Com a adoção da tributação no destino e a repartição vertical e horizontal de competências, as empresas passarão a ser, potencialmente, contribuintes em milhares de municípios, além de todos os estados e da União. Essa pulverização de relações jurídicas tende a multiplicar disputas e espalhar processos em diferentes foros, gerando riscos de insegurança e altos custos de litigância.
Diante desse cenário, a simples revisão de estruturas jurisdicionais não resolverá o problema. É necessário pensar em mecanismos de concentração e simplificação.
A política de litigante único: racionalidade no contencioso tributário
A proposta de uma política de litigante único busca justamente reduzir a fragmentação. A ideia é que apenas um ente da Federação, seja a União, o estado ou o município do domicílio do contribuinte, represente, em juízo, os interesses de todos os credores da Federação.
Isso significa que, em vez de enfrentar múltiplas ações em diferentes instâncias, o contribuinte litiga contra um único ente, responsável por defender a cobrança em nome de todos.

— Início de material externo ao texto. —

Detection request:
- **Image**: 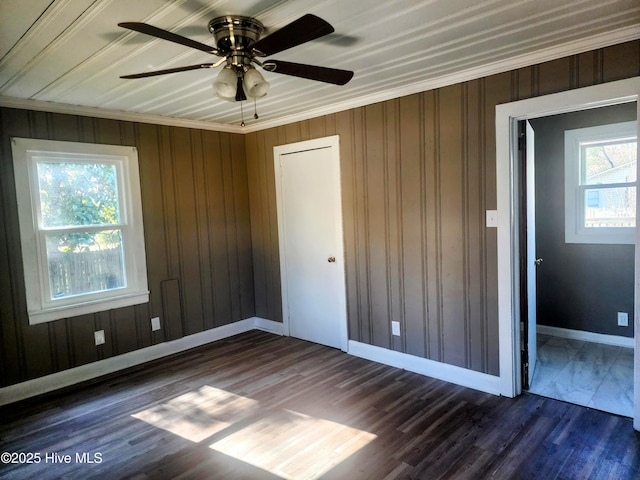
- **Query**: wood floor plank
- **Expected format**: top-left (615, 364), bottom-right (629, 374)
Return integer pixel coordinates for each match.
top-left (0, 331), bottom-right (640, 480)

Da mesma forma, as execuções fiscais também seriam concentradas.
Essa solução, longe de representar perda de autonomia para os entes federados, fortalece o sistema como um todo. Afinal, já existe previsão constitucional e legal para a cooperação administrativa e a harmonização das normas e procedimentos, inclusive com mecanismos como o Comitê Gestor do IBS, o Fórum de Harmonização Jurídica e as regras de delegação recíproca previstas na LC nº 214/2025.
Benefícios esperados
- Redução da litigiosidade: ao concentrar processos, diminui-se a multiplicidade de ações e o risco de decisões conflitantes.

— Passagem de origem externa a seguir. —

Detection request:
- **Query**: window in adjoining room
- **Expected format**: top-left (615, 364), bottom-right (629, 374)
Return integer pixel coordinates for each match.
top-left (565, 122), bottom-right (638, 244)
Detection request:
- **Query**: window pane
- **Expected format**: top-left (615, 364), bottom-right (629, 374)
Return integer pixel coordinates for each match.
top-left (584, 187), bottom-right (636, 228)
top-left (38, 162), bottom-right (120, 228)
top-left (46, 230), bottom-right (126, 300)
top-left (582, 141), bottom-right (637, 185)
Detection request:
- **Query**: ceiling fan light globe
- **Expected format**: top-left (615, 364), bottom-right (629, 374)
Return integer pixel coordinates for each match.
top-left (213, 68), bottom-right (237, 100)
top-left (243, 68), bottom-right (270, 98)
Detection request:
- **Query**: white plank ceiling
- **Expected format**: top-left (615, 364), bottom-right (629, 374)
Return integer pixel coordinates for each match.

- Segurança jurídica: entendimento uniforme, com menor margem para divergências interpretativas entre União, estados e municípios.

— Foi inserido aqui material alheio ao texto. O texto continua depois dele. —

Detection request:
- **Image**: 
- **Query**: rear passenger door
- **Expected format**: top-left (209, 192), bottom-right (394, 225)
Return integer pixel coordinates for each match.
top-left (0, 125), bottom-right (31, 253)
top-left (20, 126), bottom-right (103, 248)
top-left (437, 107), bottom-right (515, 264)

- Eficiência institucional: aproveitamento de estruturas já existentes, sem criação de novas cortes ou órgãos.
- Previsibilidade para empresas: contribuintes litigam em seu domicílio, contra apenas um ente, com clareza sobre seus interlocutores.
Um passo que depende de vontade política
A implementação dessa política não requer grandes reformas institucionais. A própria Constituição (art. 156-B, § 7º) e a LC nº 214/2025 já abrem espaço para a adoção de soluções integradas. Bastaria um ato normativo conjunto para definir os critérios de representação em juízo, seja pelo porte do contribuinte, seja pelo valor da causa.
É, portanto, uma medida de gestão e cooperação federativa, que pode trazer ganhos imediatos para o sistema tributário e para o ambiente de negócios.
A reforma tributária traz a promessa de simplificação, mas esse objetivo só se concretizará se as soluções alcançarem também o contencioso judicial. A política de litigante único é um caminho viável, juridicamente possível e que atende ao interesse de todos: contribuintes, entes federativos e Poder Judiciário.
Mais do que um arranjo processual, trata-se de um passo essencial para reduzir custos, aumentar a produtividade e garantir que a reforma tributária cumpra seu verdadeiro propósito: tornar o sistema mais simples, previsível e seguro.